Então, quando é imposto a pessoas negras que se espelhem em indivídues que são completamente diferentes delas, pode ser que gere uma frustração para essas pessoas e decepção com sua própria aparência. Por isso, é tão comum pessoas negras alisarem/terem alisado por tanto tempo o cabelo; ou então uma tentativa de embranquecer a identidade negra, quando nós optamos por usar termos como "morene" ou "mulate", sem querer usar a palavra preto, negro ou pardo, já que foi ensinado para nós (de várias maneiras) que é algo ruim e depreciativo.
Por isso mesmo que a população negra sofre pela falta de representatividade na mídia, na política e em todas as outras esferas sociais. Infelizmente, mesmo que 56% da população do Brasil seja composta por pessoas pretas ou pardas, é fácil contar nos dedos a quantidade de atores, modeles, polítiques ou pessoas que ocupem outros cargos altos na sociedade e que sejam negres. E quando a mídia opta por representar essa raça nas telas, é sempre em cargos subalternos ou posições marginalizadas. Você com certeza deve lembrar de algume empregade, mordomo ou motorista nas novelas; ou então traficantes, bandides, pessoas encarceradas.

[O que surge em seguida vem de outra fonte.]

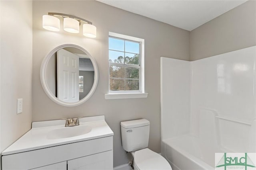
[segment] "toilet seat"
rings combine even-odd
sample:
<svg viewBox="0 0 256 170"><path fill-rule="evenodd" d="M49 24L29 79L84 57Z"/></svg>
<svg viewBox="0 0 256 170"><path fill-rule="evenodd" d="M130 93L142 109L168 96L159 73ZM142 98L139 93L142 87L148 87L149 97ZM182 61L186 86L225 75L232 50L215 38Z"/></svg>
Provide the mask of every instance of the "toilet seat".
<svg viewBox="0 0 256 170"><path fill-rule="evenodd" d="M172 170L164 158L148 148L135 151L134 166L135 170Z"/></svg>

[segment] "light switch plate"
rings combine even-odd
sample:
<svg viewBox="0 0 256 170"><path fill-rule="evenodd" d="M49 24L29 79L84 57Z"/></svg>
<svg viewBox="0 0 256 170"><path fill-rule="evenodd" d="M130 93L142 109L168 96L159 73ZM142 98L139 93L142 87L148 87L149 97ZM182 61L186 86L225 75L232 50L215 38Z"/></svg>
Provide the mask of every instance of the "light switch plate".
<svg viewBox="0 0 256 170"><path fill-rule="evenodd" d="M22 112L23 99L18 99L17 100L17 114L21 113Z"/></svg>

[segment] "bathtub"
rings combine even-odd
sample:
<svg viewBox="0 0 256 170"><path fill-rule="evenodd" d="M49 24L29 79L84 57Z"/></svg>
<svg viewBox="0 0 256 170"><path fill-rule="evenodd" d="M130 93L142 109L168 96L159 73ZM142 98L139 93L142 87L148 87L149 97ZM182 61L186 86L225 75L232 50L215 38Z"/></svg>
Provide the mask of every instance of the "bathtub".
<svg viewBox="0 0 256 170"><path fill-rule="evenodd" d="M173 170L214 170L216 152L225 152L188 134L161 141L162 154Z"/></svg>

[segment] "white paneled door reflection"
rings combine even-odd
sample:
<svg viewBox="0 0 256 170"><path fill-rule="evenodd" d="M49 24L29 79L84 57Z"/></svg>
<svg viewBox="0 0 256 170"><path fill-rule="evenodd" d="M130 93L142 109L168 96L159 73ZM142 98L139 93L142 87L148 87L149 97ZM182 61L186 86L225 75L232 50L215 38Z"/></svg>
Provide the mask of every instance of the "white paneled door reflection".
<svg viewBox="0 0 256 170"><path fill-rule="evenodd" d="M63 49L57 53L57 98L67 102L79 100L79 58Z"/></svg>

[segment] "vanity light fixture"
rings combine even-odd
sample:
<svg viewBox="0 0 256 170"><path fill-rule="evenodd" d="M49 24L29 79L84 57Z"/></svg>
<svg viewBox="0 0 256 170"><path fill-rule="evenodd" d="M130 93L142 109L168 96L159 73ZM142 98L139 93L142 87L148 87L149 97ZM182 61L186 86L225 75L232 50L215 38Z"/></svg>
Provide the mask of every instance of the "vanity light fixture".
<svg viewBox="0 0 256 170"><path fill-rule="evenodd" d="M64 14L48 12L43 16L43 27L52 31L60 31L60 21L57 17L63 18L63 29L71 33L79 33L79 25L83 25L83 34L86 37L95 38L97 36L96 27L90 22L84 19Z"/></svg>

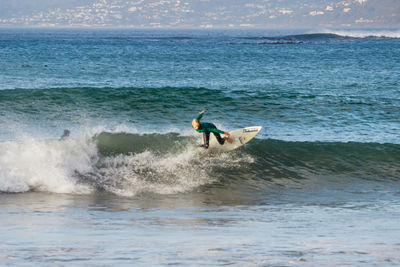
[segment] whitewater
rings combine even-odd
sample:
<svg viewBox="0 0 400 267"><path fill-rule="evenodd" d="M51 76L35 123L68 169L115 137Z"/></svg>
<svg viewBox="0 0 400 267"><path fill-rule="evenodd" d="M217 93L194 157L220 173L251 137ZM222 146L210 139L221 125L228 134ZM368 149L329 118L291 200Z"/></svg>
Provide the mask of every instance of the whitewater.
<svg viewBox="0 0 400 267"><path fill-rule="evenodd" d="M0 263L400 264L399 47L391 29L0 29ZM202 109L263 130L206 154Z"/></svg>

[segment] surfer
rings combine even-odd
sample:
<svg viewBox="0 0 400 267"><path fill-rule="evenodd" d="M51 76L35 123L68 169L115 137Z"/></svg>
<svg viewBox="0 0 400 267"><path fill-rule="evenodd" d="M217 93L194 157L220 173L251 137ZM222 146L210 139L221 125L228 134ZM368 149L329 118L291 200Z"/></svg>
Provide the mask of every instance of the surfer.
<svg viewBox="0 0 400 267"><path fill-rule="evenodd" d="M223 145L225 143L225 141L227 141L228 143L232 143L232 139L229 138L228 132L224 132L224 131L217 129L217 127L213 123L209 123L209 122L200 123L200 120L203 117L204 112L206 112L206 111L202 110L199 113L199 115L197 115L197 117L192 120L193 128L197 132L203 133L204 144L201 145L201 147L204 147L205 149L208 148L209 141L210 141L210 132L212 132L215 135L215 138L217 138L218 143L220 143L221 145ZM220 134L224 134L225 137L222 138Z"/></svg>

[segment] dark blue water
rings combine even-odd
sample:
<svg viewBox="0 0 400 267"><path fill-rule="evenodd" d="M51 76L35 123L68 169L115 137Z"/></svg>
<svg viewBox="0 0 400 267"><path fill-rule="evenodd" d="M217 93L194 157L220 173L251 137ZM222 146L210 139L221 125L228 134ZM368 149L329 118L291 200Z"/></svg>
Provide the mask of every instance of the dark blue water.
<svg viewBox="0 0 400 267"><path fill-rule="evenodd" d="M0 261L399 264L396 34L1 29Z"/></svg>

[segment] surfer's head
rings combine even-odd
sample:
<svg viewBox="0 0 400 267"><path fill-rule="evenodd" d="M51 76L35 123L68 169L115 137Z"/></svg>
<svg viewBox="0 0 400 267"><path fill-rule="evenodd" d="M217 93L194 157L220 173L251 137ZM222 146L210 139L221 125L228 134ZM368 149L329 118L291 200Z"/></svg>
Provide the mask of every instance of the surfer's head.
<svg viewBox="0 0 400 267"><path fill-rule="evenodd" d="M192 126L193 126L193 129L195 129L195 130L199 129L199 127L200 127L199 120L198 119L193 119L192 120Z"/></svg>

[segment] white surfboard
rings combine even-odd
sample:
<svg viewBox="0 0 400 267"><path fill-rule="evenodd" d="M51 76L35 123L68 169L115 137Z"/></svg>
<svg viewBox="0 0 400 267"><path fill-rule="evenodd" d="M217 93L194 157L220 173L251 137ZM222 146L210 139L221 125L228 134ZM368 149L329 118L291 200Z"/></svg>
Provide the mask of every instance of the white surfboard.
<svg viewBox="0 0 400 267"><path fill-rule="evenodd" d="M210 133L210 146L208 147L208 151L226 152L234 150L253 139L254 136L261 131L261 128L262 126L250 126L230 131L229 138L232 139L232 143L230 144L228 141L225 141L223 145L220 145L214 134Z"/></svg>

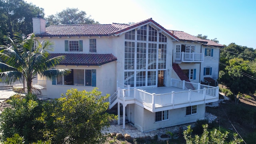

Outro exemplo de representação da população negra nos filmes, séries e novelas se dá de forma hipersexualizada. Isso faz com que as pessoas negras não sejam referência de amor, mas sim apenas instrumento sexual. Como se sentir bem quando é isso que é dado como exemplo para elus?
Além disso, crianças e adolescentes podem proferir comentários bem cruéis, reproduzindo o racismo o qual foram ensinadas a perpetuar - ou melhor, não foram ensinadas a combater. Para algumes, pode ser que isso soe apenas como "brincadeira" ou "piada", mas não devemos opinar sobre uma dor que não é nossa. Também é importante a gente diferenciar o bullying de preconceito. Afinal, sofrer ofensas pode sim ser muito danoso para sua saúde mental e também para a autoestima. Mas quando falamos sobre racismo, estamos falando de um mecanismo de opressão que existe há séculos e serve para manter uma hierarquia que mantém a população branca em uma posição social acima da população negra.
E o racismo estrutural também age na forma de excluir pessoas negras e, consequentemente, deixá-las se sentindo sozinhas. A solidão de indivídues negres é algo que precisa ser discutido diariamente, porque, como dito, não é "apenas" bullying. Isso reflete toda uma estrutura social que foi criada para que a população negra se sinta excluída e marginalizada da sociedade. É como se o tempo todo dissessem que essas pessoas não pertencem a lugares que deveriam ser de todes. E mais do que deixar de excluir pessoas negras, precisamos pensar em incluí-las. Pois como Angela Davis mesmo falou: "Em uma sociedade racista, não basta não ser racista. Precisamos ser antirracistas".
Por fim, faz sentido que todas essas formas de discriminação afetem drasticamente a saúde mental de pessoas negras. E isso não é só uma questão de opinião. É o que os dados mostram. A cartilha "Óbitos por suicídio entre adolescentes e jovens negros 2012 a 2016", divulgada pelo Ministério da Saúde, mostrou que, ao analisar o grupo de pessoas brancas e pessoas negras percebeu-se que a cada 10 suicídios em adolescentes, seis ocorreram em negres e quatro em branques.
Fica evidente como o racismo afeta a saúde mental da população preta, fazendo com que ela seja mais suscetível a diversos problemas mentais e, consequentemente, a perda da própria vida. Por isso é tão importante entender que o preconceito faz com que a experiência da adolescência e de todas as outras etapas da vida sejam completamente diferentes de pessoas brancas. E a partir daí, precisamos urgentemente aprender formas de combater o racismo na nossa sociedade.